Celebrating Bright Futures – The Village Network Hosts Annual Celebration Day Cookout
WOOSTER – A family reunion atmosphere characterized the annual Celebration Day on Saturday at The Village Network in Wooster, where employees and clients, their families, friends and other special guests enjoyed a cookout in the pavilion, games, inflatables, a climbing wall and art auction among the day’s special features.
The celebration revolved around preparing youth to live independently and to create bright, successful futures for themselves. “This a nice day. Their families get to come,” said Vincent McBride, a behavioral management specialist working with youth in the transitional living program in which youth 17-18 years-olds learn, with a safety net, to live on their own. They come here, he said, to the specially designed Gault Opportunity Suites, when “they’re ready to get acclimated back to society,” McBride said. But Celebration Day is just “a good day,” he said.
As part of the entertainment, “Today we’ll be leading a drum circle,” said TVN music therapist Adrian Murphy, pointing out “a lot of research on trauma treatment in drumming.” It aligns with TVN’s use of the Neurosequential Model of Therapeutics in its “patterned, repeated motion,” Murphy said. Because guests were on campus, “I’m hoping to open up (the drum circle) to everyone,” he said.
David Paxton, TVN’s vice president of strategy and innovation, highlighted some of the changes being made on TVN’s Wooster campus, including the remodeling of the Welker Smucker Culinary Arts Center. “Food is so important to these kids,” Paxton said. Because they come from a background of abuse and neglect, many have wondered where their next meal is coming from. In the culinary arts program, they learn not only life skills in preparing and cooking food, but also taking into account nutrition and food safety.

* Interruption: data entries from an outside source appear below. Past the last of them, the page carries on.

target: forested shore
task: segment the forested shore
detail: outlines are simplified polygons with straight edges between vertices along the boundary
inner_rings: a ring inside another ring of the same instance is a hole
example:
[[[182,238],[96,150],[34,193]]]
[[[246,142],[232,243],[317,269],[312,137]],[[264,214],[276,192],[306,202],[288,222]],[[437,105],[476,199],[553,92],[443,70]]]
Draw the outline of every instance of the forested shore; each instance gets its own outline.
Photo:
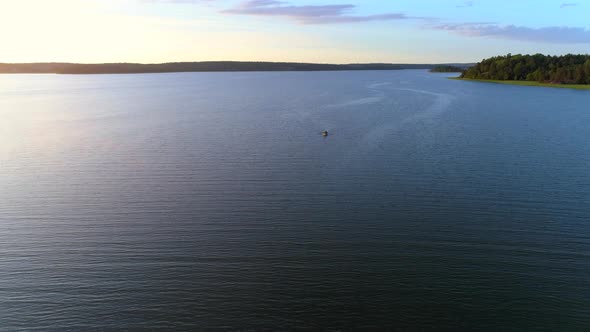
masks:
[[[590,55],[512,55],[484,59],[465,70],[465,79],[590,84]]]
[[[471,64],[453,64],[467,68]],[[0,74],[140,74],[233,71],[342,71],[432,69],[434,64],[318,64],[296,62],[205,61],[159,64],[141,63],[0,63]]]

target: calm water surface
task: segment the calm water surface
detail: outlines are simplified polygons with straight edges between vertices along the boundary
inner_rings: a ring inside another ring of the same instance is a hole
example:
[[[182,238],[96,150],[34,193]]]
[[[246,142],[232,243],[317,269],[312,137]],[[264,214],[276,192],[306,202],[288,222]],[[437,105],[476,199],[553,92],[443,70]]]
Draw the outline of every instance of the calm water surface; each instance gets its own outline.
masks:
[[[590,93],[446,76],[0,76],[0,330],[590,330]]]

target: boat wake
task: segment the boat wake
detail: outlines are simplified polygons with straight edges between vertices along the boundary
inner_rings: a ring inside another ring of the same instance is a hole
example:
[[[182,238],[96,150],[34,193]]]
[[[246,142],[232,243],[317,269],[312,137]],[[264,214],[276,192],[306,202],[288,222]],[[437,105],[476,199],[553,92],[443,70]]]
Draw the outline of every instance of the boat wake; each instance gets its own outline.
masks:
[[[399,120],[390,121],[383,123],[377,127],[372,128],[364,137],[363,143],[368,146],[378,146],[381,144],[385,137],[396,130],[400,130],[415,122],[426,122],[431,123],[436,119],[437,116],[448,110],[449,106],[453,102],[453,96],[446,93],[438,93],[427,90],[408,89],[408,88],[394,88],[392,90],[407,91],[411,93],[418,93],[433,98],[432,104],[419,112],[412,113],[409,116]]]

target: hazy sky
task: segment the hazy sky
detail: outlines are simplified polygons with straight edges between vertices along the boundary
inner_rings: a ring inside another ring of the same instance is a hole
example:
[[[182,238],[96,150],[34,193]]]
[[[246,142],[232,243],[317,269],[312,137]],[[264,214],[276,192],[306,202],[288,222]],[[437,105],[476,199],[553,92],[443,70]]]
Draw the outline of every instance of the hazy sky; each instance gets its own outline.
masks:
[[[588,0],[0,0],[0,62],[590,53]]]

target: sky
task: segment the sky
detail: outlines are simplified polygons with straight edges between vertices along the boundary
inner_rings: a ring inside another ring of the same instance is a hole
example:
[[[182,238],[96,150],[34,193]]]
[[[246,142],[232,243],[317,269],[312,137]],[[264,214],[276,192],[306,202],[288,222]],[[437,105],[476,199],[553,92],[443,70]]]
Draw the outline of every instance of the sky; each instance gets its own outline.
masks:
[[[0,0],[0,62],[476,62],[590,53],[590,0]]]

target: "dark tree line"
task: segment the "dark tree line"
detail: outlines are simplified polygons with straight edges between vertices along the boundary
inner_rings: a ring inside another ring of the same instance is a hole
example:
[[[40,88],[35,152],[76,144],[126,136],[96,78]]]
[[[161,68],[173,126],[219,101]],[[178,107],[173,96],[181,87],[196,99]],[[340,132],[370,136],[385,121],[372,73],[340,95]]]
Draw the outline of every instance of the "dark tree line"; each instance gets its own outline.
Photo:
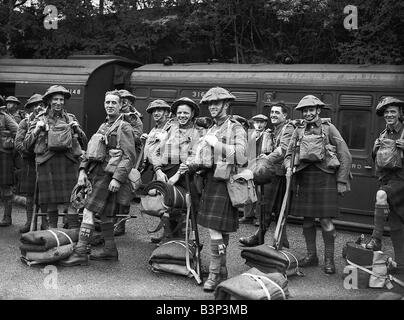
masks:
[[[30,3],[30,5],[28,5]],[[47,30],[46,5],[58,9]],[[358,8],[348,31],[344,7]],[[404,1],[0,0],[0,56],[404,64]]]

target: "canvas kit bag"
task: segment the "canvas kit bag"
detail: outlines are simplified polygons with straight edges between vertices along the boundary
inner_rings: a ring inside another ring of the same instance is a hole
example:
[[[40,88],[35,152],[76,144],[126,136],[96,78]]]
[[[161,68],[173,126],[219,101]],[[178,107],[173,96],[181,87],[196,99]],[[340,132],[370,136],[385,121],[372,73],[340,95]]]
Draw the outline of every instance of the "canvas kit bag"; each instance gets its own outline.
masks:
[[[384,138],[386,132],[383,132],[380,137],[380,147],[376,153],[376,164],[383,169],[401,169],[403,167],[402,158],[403,151],[397,148],[396,140]],[[403,139],[404,130],[400,139]]]
[[[240,169],[239,171],[241,172],[230,175],[226,183],[231,203],[236,208],[255,203],[258,199],[252,171],[249,169]]]

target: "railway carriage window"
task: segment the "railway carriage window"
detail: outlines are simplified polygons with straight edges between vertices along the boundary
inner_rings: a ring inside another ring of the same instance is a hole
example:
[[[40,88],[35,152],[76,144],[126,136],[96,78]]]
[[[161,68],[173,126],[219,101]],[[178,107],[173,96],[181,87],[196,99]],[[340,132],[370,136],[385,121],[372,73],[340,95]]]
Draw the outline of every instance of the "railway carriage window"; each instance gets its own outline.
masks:
[[[341,110],[340,132],[350,149],[365,150],[370,136],[371,112],[365,110]]]

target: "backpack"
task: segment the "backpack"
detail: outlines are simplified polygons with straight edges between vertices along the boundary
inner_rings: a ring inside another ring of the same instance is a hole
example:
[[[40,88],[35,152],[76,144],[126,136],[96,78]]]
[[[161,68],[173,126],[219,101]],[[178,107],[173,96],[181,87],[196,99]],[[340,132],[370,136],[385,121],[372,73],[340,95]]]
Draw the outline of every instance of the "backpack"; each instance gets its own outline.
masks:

“Eventually, the long-term goal,” Paxton said, is in collaboration with the horticulture program for youth on campus to grow in a campus garden their own food to be used in the culinary center. Also on the agenda, with the same objective of independent living in mind, is the renovation of the old schoolhouse on the campus for use in a new entrepreneurial program. With seed money from the Burton D. Morgan Foundation, the program is being planned with self-sufficiency of the youth in mind.
“Essentially, what we’re doing is teaching our kids to be independent, instilling in them the fact that they can be financially independent,” Paxton said, by starting their own business or being creative in some other way, rather than needing to rely on other people or the government.
In conjunction with the Neurosequential Model of Therapeutics in their treatment plan, the entrepreneurship program has as its tenets several components, including budgeting, marketing and soft skills. All require higher-level thinking using the cortex, a part of the brain that has been damaged in traumatized children, according to Paxton.
They must learn “to be able to think and reflect about (their) behavior,” he said, and how it, for example, would affect co-workers in an employment setting. The goal is becoming capable of “regulat(ing) themselves and their emotions” and developing self-control. They’re “strengthening these parts of their brain so that they can calm down,” he said, enabling them to learn and become productive adults.
The entrepreneurship lab in the renovated building, scheduled to open in the fall, will have a 3-D printer, a CAD machine and computers, allowing youth to design their own products. Through this program and others at TVN, “they can have control of their own future,” said Paxton, noting one of the other models being followed by TVN was developed by Dr. Stuart Ablon, working on the premise that “given the right circumstances, (these youth) will do the right thing.”
“It’s our job to figure out” the tools they need to be successful, said Paxton. Each of the students and staff members wore a celebratory T-shirt, proclaiming, “My future is so bright I need shades.”
A new sculpture just installed on the campus uses the sun as its theme and was a gift to Steve Shapiro from his family for a milestone birthday. Made by Don Drumm of Akron, it is a stainless steel work of art incorporating an abstract sun to symbolize “optimism and a bright future,” Steve Shapiro said.
The Shapiros of Wooster made the lead donation for the renovation of the former administration building into the Cheryl and Steve Shapiro Center for the Expressive Arts, a center celebrating and facilitating all art forms. It opened last year on Celebration Day.